Well today, I can't give out any details because I promised her, but my friend Shae's sister posted her lj finally about her week at FVT (she's on jph staff so she helped Dir out with stuff along with Harry and the other staff).
I'm not close friends with her sister or anything but Shae is a good friend so I heard stuff from her all the time lol...
Anyway there were pics and stuff and I was in total awe and like out-of-body-experience shock at seeing some of them.
But now I'm just hating my age AGAIN because It's like the peak of everything I've ever dreamed of doing, and by the time I'm old enough to go out and DO any of it it'll all be passed and faded and over.
Nothing will ever be like this again and I'm too young and limited to do anything.
I hate being 15, I seriously do.
I can't do anything until I'm 18, and I'm not moving out until I'm 19 (unless I go to college right out of high school...). But I need to save money for college and moving to Cali. because I'm dead set on doing that...

Ugh I just hate being 15.
I hate being broke.
I want a job, and money, and resources D: fucking hell I'm just all mixed up right now.

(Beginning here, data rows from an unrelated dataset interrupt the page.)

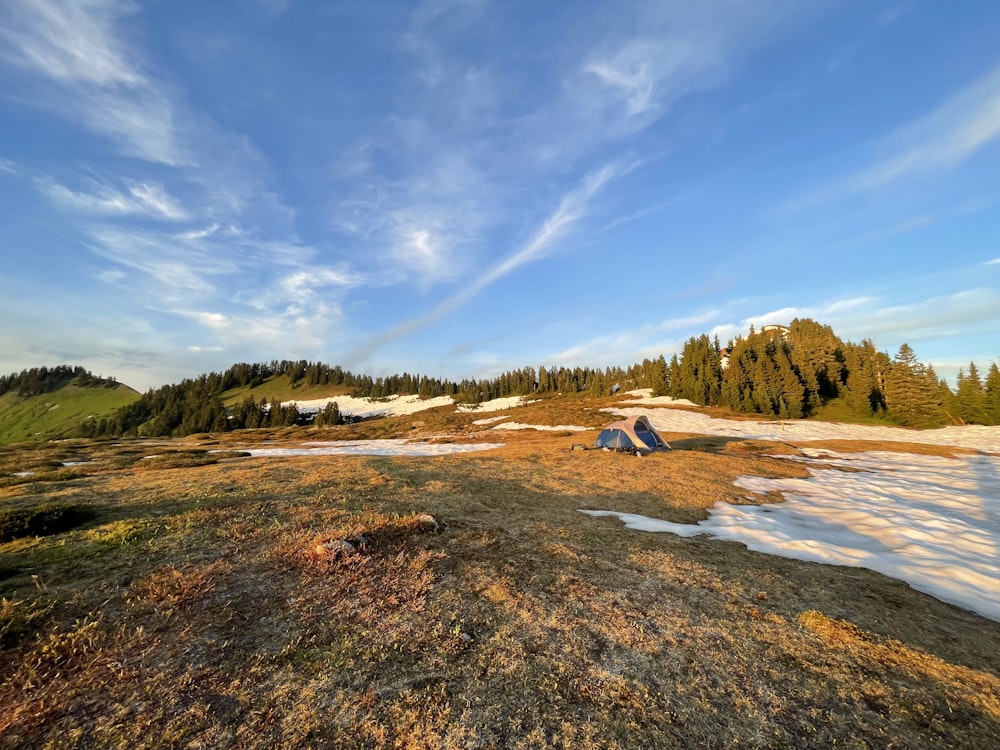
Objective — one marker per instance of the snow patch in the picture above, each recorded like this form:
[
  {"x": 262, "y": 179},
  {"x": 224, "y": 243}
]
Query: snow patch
[
  {"x": 931, "y": 521},
  {"x": 497, "y": 404},
  {"x": 975, "y": 437},
  {"x": 393, "y": 447}
]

SO happy for her but so envious and mad at myself like you wouldnt believe.


bahhhh anyway...
I had the weirdest, longest dreams last night...
like freakish dreams and I couldnt tell if i was awake or asleep so I was always confused.

My dad made me eat this morning.
He cooks breakfast without asking me if im hungry, usually while im still asleep, and if i say im not hungry he gets all mad.
And then I have to eat whether I'm hungry or not, and then all day I want to just gag myself and get rid of it, it's like a repeat of last summer (05).
Except I'm mad at myself for being too fat and not being able to BE like last summer, and have my will power and the ability NOT to eat.
And I want to just stop eating all together.
I want to just lock myself in my room and wait until I'm half dead from starvation.
Then maybe I'll have lost some of it.
>(
God fucking damn it. I'm just so sick of looking in the mirror and screaming at my reflection, I'm sick of trying on clothes and crying in the dressing room, I'm sick of feeling like I'm always single because I'm not good enough, I'm sick of feeling like I'm hiding behind all my layers of makeup, I'm sick of feeling like I have to wear baggy clothes to hide my body, I'm sick of people POKING me in the stomach because I'm scared they'll find out I do in fact have FAT even if I do hide it well sometimes... I'm so SICK of it I feel like I have nothing going anymore.
I shouldn't be this concerned about how I look, I shouldn't hate my own body.
I feel like it's pointless to lose any weight, I was 20 pound skinnier in December.
Then I moved to Tennessee and started to not care anymore, I stayed in my house all day every day after school. I never went out with anyone and did anything, I just stayed at home and talked to my friends back home, that's all I wanted to do was talk to them.
And I gained all the weight I had lost over summer 05 in just a few months, so in order to even get back to my december weight I have to first lose all the junk I gained since January.
And in December I was even unhappy with myself and still wasn't good enough...
it just seems so pointless to try anymore. Like I won't get anywhere.
I'll always lose.

my mom is bitching and I'm ready to slam something at her, I'm just beyond pissed today.